A Corte Institucional Italiana irá realizar uma audiência para discutir sobre o Decreto-Lei n° 36 de 2025, que se tornou a Lei nº 74/2025, norma que alterou o reconhecimento da cidadania italiana iure sanguinis, conhecido como direito de sangue. A discussão está marcada para ocorrer durante esta quarta-feira, dia 11. De acordo com o doutor Luiz Matarazzo, da Matarazzo e Freire Sociedade de Advogados, a audiência irá analisar se a lei que restringiu a cidadania italiana respeitou a constituição do país. “Se eles decidirem pela inconstitucionalidade desse Decreto-Lei, a lei cai, é lógico, e volta a lei anterior. Não tendo caracterizado a urgência e a emergência, é um abuso de poder legislativo e é o que a gente está esperando”, comentou o doutor. Para o advogado, o Decreto-Lei também feriu o princípio de igualdade porque diferencia o italiano nascido na Itália e o nascido no exterior.

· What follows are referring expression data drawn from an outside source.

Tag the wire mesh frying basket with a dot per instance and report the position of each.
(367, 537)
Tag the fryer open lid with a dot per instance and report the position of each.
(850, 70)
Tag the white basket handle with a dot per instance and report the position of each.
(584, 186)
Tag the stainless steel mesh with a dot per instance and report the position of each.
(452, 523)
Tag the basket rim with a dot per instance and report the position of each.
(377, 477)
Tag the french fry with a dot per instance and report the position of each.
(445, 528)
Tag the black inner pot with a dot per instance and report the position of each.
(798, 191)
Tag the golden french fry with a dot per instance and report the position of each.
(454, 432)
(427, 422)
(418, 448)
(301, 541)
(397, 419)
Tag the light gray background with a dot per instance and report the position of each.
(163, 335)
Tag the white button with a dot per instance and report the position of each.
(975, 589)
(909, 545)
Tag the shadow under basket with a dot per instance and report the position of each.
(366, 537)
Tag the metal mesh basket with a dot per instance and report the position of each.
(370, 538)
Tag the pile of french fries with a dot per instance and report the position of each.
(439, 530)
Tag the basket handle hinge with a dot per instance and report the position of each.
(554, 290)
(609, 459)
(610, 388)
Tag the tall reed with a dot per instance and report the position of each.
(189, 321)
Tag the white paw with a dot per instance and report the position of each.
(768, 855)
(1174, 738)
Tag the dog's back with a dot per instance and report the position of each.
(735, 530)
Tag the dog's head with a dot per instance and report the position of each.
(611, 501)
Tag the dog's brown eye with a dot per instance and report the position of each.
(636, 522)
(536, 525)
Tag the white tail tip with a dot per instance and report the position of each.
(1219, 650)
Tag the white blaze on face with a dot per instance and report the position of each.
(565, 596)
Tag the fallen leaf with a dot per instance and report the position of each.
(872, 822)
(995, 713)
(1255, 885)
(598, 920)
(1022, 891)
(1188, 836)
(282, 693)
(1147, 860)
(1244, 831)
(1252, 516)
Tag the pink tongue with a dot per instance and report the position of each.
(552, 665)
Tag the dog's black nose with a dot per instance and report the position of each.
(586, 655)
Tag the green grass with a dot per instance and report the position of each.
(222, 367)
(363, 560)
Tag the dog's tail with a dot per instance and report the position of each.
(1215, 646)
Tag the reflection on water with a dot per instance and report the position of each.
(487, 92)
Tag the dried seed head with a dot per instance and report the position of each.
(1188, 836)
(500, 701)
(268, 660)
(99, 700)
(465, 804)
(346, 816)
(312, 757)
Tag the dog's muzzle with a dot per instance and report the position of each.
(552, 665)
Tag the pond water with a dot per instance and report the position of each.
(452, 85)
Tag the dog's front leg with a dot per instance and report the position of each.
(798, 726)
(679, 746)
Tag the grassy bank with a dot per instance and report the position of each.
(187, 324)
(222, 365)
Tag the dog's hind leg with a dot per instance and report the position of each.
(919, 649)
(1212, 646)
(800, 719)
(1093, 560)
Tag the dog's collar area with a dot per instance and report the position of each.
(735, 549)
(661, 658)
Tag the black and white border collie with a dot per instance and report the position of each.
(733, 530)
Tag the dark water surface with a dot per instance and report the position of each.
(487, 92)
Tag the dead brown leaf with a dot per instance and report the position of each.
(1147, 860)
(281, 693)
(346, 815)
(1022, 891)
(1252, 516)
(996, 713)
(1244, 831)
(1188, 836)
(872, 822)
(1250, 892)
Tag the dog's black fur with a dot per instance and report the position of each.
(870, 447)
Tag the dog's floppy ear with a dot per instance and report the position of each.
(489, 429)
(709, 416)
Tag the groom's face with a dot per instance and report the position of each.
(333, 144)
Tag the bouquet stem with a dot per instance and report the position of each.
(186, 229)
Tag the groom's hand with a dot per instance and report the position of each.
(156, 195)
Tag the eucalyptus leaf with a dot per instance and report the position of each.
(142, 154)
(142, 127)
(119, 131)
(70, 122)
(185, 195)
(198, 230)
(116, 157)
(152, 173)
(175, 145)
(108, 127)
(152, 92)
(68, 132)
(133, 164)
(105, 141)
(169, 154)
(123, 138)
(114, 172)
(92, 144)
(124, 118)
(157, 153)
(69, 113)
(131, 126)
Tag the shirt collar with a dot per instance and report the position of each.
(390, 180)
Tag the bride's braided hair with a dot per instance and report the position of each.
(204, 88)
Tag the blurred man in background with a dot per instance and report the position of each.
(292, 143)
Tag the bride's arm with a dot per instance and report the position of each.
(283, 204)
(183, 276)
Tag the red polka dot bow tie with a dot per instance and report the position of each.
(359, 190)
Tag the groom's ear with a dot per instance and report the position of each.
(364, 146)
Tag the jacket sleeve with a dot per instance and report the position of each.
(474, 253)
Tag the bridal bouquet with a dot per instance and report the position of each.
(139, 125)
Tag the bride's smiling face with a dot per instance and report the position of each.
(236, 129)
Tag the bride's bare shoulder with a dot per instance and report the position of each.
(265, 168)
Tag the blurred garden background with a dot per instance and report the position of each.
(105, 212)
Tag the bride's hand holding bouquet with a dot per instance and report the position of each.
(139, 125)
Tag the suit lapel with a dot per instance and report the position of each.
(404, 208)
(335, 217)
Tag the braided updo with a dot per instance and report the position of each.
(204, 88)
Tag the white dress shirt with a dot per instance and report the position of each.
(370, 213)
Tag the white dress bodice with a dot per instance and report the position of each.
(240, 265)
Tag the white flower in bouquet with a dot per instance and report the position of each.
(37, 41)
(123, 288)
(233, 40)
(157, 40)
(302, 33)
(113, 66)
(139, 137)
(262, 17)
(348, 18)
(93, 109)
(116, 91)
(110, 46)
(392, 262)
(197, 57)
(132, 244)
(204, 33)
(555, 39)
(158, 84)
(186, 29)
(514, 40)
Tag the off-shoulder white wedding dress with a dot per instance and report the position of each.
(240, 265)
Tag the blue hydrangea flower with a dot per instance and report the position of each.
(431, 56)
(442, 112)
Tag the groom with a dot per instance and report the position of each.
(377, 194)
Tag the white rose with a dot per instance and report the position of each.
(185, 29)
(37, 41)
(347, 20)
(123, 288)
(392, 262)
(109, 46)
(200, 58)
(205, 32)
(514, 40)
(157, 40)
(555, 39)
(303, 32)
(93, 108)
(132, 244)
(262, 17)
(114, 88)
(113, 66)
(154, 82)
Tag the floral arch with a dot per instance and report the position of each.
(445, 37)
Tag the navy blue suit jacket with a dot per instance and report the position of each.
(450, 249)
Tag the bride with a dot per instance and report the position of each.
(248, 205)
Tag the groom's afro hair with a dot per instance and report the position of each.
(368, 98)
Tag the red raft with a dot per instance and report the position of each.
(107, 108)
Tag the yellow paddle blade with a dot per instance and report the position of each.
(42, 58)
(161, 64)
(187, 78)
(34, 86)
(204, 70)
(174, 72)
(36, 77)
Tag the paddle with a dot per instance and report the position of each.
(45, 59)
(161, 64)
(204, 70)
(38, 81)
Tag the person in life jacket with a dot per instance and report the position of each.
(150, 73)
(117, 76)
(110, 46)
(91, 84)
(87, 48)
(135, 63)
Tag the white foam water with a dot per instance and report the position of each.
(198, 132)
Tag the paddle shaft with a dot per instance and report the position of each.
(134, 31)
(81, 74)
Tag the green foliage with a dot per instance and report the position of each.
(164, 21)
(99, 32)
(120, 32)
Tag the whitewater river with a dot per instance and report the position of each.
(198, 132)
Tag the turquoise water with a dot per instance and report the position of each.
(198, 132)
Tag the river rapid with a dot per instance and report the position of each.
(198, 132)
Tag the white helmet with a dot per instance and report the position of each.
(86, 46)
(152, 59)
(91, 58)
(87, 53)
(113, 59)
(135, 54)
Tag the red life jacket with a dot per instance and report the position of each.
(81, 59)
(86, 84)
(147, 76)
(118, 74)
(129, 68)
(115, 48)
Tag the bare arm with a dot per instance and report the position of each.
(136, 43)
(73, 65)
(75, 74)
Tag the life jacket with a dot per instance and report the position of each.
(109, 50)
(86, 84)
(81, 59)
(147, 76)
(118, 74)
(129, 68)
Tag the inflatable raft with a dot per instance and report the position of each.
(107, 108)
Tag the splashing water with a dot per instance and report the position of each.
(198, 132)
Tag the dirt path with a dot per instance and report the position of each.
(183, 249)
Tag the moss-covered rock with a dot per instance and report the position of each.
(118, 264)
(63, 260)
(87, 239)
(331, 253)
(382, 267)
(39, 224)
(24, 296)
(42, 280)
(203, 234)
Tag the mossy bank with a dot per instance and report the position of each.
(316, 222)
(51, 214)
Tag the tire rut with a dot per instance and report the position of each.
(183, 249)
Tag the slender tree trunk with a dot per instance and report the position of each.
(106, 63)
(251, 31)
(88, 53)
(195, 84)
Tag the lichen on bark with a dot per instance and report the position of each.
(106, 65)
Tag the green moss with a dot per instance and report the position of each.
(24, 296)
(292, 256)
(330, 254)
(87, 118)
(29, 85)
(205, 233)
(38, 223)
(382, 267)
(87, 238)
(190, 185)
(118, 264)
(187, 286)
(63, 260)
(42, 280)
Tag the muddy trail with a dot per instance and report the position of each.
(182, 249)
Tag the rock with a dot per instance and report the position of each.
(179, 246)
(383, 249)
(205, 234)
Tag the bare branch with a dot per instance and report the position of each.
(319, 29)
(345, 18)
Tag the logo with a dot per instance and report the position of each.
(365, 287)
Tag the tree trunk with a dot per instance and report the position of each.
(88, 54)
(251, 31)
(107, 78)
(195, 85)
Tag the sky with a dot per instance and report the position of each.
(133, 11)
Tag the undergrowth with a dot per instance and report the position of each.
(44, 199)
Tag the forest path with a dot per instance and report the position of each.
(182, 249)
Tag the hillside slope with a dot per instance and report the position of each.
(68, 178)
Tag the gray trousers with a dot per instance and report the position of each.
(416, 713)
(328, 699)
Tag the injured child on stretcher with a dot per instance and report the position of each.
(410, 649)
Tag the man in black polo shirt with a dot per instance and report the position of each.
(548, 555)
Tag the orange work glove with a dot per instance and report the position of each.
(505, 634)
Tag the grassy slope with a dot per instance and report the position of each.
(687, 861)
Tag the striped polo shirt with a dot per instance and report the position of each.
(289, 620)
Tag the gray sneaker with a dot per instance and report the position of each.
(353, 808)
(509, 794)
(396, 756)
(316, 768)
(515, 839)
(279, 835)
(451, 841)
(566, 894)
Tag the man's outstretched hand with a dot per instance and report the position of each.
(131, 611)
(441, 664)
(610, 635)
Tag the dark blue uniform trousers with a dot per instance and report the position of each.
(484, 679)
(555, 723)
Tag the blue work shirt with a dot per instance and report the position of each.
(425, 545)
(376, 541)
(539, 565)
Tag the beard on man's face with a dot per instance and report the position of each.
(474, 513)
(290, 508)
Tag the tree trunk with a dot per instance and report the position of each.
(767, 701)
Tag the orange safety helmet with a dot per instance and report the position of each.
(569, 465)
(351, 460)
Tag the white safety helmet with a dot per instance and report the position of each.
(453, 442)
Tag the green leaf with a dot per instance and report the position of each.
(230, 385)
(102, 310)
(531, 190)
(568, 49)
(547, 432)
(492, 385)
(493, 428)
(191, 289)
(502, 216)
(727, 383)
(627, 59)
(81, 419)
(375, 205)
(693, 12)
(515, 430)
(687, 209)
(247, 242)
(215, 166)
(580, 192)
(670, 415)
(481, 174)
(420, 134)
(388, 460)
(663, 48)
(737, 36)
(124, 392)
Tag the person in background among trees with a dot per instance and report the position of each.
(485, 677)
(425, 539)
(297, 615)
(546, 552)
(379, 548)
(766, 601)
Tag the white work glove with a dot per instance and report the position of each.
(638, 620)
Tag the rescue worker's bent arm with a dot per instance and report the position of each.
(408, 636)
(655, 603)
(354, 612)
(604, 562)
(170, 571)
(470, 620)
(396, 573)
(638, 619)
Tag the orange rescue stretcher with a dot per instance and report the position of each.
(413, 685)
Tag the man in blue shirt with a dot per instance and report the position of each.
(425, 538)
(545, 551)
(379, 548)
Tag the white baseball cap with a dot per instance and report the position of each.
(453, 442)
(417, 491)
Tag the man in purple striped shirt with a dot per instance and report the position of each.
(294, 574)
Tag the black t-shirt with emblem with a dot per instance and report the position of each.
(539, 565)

Por isso que a realização da audiência na Itália é esperada por vários descendentes do mundo. Em entrevista, Matarazzo contou que a Corte Constitucional já analisou a lei que foi instaurada no ano passado como inconstitucional. “A Corte Constitucional reafirmou que a cidadania se adquire na data do nascimento. Ela é imprescritível, permanente e imprescritível. Então, ela reafirmou todos os princípios do direito de sangue”, falou. “A gente vai esperar agora esse julgamento da constitucional de amanhã, essa análise constitucional que deve ser publicada aí por meados do mês seguinte”, acrescentou o advogado. O assunto foi abordado com mais detalhes em entrevista com o doutor Luiz Matarazzo no programa Comando Marconi. Ouça na íntegra e entenda mais:
Relembre
A Lei nº 74/2025, convertida do Decreto-Lei 26/2025, encerrou uma prática que ocorria desde 1992, quando foi regulamentada a lei referente a descendência italiana por sangue. Até março de 2025, o reconhecimento da cidadania italiana poderia ser feito sem limite de gerações. Antes do Decreto-Lei, qualquer pessoa descendente de italiano poderia solicitar a cidadania, independentemente de quantas gerações o separavam da pessoa nascida na Itália, sendo necessário apenas comprovar o vínculo sanguíneo. Com a nova norma, bisnetos e trinetos já ficam de fora da via administrativa, restando apenas a via judicial para a obtenção da cidadania italiana.